The joke’s on them. Don’t the Saudis know that massive border fences do nothing to enhance domestic security and are, in fact, counterproductive? Well, I guess they’ll find out soon enough.
According to reports, the Saudi Kingdom is fed up with defending against ISIS raiding parties that routinely cross over the Iraqi border. In order to stave off these assaults, the Saudis are going to build a massive, 600-mile long border fence across the length of the country’s border with Iraq.
But that’s not all. The fence will be double layered with a concertina wire barrier in no man’s land. It will be equipped with underground movement sensors and fiber optic cables which are connected directly to authorities in Riyadh.
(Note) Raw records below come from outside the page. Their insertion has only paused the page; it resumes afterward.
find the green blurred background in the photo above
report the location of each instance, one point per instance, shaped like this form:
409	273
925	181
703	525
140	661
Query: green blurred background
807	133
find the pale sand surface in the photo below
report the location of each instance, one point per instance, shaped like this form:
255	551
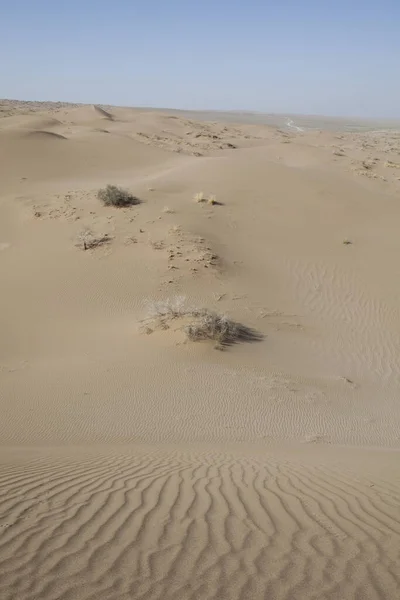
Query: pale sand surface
137	465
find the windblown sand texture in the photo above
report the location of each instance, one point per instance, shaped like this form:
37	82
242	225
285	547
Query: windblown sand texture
136	464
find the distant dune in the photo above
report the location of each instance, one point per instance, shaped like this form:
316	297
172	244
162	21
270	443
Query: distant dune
149	449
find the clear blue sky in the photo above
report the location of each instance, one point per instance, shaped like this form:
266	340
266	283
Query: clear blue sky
332	57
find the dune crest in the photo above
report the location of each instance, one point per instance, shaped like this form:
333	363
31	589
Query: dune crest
144	454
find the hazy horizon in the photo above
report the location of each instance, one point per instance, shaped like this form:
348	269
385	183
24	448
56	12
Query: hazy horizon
337	61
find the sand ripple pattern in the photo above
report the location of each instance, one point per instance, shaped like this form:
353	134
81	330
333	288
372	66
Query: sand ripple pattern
195	527
365	326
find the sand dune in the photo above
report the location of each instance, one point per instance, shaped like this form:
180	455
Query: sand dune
138	464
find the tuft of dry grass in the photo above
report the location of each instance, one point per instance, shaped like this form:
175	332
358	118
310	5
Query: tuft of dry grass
88	240
113	195
202	199
202	324
208	325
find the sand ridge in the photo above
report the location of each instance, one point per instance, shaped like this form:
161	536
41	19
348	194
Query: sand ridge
135	463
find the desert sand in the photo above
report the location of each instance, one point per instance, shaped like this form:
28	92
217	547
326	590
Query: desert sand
137	464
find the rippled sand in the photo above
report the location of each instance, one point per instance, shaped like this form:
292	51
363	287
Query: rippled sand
136	464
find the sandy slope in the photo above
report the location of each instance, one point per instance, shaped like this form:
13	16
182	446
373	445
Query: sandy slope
137	465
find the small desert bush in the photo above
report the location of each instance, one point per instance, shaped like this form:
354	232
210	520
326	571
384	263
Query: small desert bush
87	239
202	199
201	324
116	196
208	325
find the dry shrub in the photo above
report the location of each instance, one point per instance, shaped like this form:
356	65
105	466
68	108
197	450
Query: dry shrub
209	325
88	240
202	324
116	196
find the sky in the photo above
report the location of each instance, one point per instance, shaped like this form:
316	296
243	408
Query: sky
326	57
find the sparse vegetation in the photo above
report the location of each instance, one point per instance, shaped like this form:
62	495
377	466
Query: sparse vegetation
113	195
201	324
202	199
88	240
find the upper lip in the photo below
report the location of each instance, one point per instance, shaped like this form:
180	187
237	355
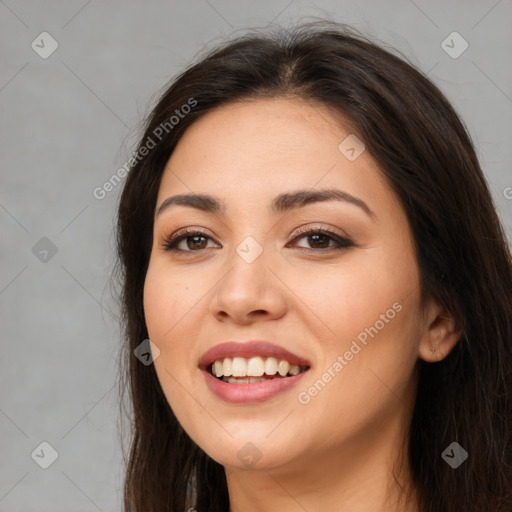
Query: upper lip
250	349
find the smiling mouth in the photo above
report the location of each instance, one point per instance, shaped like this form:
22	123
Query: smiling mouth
241	370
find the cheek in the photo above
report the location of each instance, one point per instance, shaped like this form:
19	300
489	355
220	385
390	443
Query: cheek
166	300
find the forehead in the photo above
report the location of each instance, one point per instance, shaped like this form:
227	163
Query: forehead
256	149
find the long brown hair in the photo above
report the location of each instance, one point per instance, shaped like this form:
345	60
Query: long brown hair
426	153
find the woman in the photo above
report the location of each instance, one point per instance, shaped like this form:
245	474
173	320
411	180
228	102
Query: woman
308	241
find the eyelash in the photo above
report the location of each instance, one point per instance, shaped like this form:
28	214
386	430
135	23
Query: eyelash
171	242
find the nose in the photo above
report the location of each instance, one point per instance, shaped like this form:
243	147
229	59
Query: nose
249	291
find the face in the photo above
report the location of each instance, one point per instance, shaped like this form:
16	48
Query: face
333	282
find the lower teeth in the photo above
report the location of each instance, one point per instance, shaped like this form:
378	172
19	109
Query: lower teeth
250	380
On the Saudi side of the fence, 240 rapid response vehicles will patrol the border along with helicopters that will support those manning the 38 communications towers and 32 military response stations strategically placed along the fence.
Unfortunately for the Saudis, they seem unaware of the cultural baggage associated with erecting a border fence.
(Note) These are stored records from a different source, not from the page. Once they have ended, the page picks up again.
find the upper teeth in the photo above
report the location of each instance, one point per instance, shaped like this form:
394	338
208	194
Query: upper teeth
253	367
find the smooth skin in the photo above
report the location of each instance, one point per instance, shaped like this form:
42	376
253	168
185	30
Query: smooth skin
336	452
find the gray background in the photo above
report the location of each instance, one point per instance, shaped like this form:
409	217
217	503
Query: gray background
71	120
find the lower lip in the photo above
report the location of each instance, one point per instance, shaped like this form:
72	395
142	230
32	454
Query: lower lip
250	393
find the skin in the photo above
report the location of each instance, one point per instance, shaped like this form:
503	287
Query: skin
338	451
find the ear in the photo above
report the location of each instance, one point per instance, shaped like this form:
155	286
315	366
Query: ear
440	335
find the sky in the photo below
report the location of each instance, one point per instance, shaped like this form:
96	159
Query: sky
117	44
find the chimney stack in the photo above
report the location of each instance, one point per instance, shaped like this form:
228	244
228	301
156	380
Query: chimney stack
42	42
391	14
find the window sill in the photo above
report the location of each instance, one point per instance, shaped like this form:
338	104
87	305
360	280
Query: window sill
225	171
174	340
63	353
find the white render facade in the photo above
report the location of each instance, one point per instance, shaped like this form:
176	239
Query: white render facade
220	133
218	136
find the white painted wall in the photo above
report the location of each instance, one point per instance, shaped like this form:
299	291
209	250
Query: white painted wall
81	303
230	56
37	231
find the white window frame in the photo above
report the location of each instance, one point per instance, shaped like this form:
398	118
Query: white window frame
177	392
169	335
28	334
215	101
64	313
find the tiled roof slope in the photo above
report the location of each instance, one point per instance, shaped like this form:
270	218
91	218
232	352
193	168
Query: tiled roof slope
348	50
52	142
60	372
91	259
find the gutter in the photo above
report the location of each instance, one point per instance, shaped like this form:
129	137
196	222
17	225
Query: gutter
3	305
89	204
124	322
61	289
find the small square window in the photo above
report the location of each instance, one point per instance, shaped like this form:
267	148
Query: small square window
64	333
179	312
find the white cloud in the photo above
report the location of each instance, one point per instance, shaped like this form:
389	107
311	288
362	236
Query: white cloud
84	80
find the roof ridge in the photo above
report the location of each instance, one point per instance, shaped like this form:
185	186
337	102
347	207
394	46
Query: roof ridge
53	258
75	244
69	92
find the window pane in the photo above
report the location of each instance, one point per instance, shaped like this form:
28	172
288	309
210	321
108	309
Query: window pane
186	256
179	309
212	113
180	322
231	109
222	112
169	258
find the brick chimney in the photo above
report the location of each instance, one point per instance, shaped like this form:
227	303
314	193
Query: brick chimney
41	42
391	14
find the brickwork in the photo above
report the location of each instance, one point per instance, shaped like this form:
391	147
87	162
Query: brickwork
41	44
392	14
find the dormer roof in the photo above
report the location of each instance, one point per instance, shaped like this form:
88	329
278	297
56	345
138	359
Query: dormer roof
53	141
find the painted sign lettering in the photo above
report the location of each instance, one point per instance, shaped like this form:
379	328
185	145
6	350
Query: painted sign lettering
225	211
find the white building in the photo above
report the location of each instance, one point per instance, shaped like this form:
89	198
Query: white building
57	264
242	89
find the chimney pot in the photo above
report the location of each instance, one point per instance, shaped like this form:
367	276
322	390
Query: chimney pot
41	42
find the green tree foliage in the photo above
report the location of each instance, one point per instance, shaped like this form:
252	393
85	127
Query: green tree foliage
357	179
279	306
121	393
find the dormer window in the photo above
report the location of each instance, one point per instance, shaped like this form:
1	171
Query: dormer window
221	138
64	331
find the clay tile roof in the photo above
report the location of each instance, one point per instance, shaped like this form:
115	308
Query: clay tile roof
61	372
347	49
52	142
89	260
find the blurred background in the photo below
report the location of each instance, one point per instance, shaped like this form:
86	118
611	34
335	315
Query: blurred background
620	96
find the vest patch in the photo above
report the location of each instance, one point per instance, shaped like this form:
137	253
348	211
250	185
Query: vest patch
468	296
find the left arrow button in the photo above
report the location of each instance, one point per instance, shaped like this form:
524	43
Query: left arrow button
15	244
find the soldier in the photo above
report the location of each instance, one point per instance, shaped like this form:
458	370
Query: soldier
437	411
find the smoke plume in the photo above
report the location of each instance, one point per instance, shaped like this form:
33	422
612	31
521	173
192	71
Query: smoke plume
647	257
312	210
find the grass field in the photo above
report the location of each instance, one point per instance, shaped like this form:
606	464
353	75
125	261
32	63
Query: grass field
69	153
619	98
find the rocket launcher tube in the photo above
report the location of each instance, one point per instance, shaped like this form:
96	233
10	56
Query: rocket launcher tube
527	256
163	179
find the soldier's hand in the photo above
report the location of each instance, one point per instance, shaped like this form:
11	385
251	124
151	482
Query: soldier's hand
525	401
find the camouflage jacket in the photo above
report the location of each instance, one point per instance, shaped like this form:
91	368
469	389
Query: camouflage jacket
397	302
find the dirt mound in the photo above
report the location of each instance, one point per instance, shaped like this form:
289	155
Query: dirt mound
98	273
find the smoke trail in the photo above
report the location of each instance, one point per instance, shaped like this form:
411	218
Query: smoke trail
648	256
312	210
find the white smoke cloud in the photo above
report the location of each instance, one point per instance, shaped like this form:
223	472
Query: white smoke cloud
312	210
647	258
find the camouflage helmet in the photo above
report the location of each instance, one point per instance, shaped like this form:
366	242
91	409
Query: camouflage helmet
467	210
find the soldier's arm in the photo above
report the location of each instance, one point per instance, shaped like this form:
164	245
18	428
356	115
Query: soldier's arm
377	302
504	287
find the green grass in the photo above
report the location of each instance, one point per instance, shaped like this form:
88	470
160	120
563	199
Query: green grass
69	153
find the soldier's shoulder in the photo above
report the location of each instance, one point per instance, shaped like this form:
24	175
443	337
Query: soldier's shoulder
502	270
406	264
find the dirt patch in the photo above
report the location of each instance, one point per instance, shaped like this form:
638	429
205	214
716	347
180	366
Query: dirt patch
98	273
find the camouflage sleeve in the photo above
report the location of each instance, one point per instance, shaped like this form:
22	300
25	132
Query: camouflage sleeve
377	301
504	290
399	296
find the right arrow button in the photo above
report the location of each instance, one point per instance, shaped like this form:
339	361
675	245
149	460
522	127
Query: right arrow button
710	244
In Up Against the Wall: Re-imagining the U.S.-Mexico Border, authors Edward Casey and Mary Watkins unpack the social stigmas associated with constructing barriers.
Quoting the political scientist Wendy Brown, author of the 2010 book Walled States, Waning Sovereignty, Casey and Watkins make the intellectual argument against self-defense.
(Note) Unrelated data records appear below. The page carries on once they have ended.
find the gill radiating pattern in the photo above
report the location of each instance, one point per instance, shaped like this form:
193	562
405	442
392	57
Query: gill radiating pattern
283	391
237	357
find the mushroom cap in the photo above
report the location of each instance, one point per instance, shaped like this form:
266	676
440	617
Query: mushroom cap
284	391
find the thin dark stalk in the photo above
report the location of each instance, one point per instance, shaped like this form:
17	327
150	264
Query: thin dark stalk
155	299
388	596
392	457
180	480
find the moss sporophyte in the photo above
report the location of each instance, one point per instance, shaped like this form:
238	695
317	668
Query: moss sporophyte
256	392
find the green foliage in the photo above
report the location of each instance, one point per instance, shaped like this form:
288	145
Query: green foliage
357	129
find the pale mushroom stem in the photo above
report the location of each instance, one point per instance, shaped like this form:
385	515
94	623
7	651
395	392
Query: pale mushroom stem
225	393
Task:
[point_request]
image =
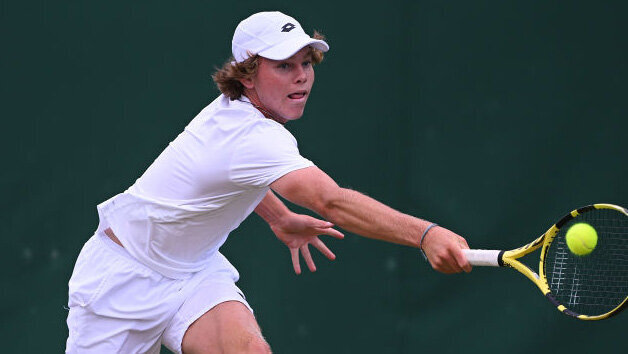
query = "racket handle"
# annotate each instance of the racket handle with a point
(489, 258)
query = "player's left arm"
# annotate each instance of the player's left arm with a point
(296, 231)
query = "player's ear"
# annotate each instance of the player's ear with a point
(247, 83)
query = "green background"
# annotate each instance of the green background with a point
(492, 118)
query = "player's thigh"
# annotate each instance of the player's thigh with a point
(229, 327)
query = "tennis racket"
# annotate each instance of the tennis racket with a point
(589, 287)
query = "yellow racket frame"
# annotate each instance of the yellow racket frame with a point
(509, 259)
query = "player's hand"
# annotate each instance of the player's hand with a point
(444, 251)
(298, 231)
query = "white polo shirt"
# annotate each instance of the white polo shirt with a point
(202, 186)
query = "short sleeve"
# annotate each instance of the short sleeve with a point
(265, 154)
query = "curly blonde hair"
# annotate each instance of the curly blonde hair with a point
(228, 77)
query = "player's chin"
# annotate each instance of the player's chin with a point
(294, 112)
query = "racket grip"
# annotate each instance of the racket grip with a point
(489, 258)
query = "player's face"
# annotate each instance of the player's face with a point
(283, 86)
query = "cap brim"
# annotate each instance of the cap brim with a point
(289, 48)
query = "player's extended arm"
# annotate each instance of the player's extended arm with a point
(296, 231)
(312, 188)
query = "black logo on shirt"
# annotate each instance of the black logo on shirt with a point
(288, 27)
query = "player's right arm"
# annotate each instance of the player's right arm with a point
(314, 189)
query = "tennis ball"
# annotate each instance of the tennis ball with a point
(581, 239)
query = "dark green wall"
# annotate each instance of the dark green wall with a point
(490, 117)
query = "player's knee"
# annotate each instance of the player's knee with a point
(256, 345)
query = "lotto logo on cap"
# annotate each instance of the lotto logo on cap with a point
(272, 35)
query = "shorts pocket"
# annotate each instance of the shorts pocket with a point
(93, 268)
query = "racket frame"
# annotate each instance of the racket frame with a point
(510, 259)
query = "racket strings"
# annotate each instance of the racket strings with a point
(596, 283)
Brown also argues that walls function as “national psychic defenses, as prophylactics against confrontation with our own ills or as projections onto others” (ibid., II4-115). They apply a “political-economic logic that converts the “poor, the colonized, and the exploited” into aggressors. To place obsessive attention on to supposed dangers at its borders diverts attention from the dangers within a society. In addition, such walls act to undermine a sense of being at home in the world. For the migrant, anxieties arise from displacement, exclusion, and insecurity, from being seen as a criminal intruder; for the citizen, the mentality of walls feeds a sense of oneself as in need of protection from external and internal threats, fostering, “a subjectivity that is defensive, parochial, nationalistic and militarized.”
Only someone many hundreds of miles from a dangerous border could write these words, but they are resonant within the academic establishment. For the Saudis, all the lamentations of the professorial class don’t matter one bit when the alternative is an unsecured border with an army of unspeakable brutes on the other side.
Of course, these academicians were not talking about Saudi Arabia. They were talking about the United States, and would perhaps be loath to hold the Saudis to the same standard they hold Americans. Not due to chauvinism, of course, but the “othering” to which the Arab world has been subject by Orientalizing Westerners for generations. Or some other similar nonsense.
All the professorial ruminations in the world cannot undo the simple truth that walls work.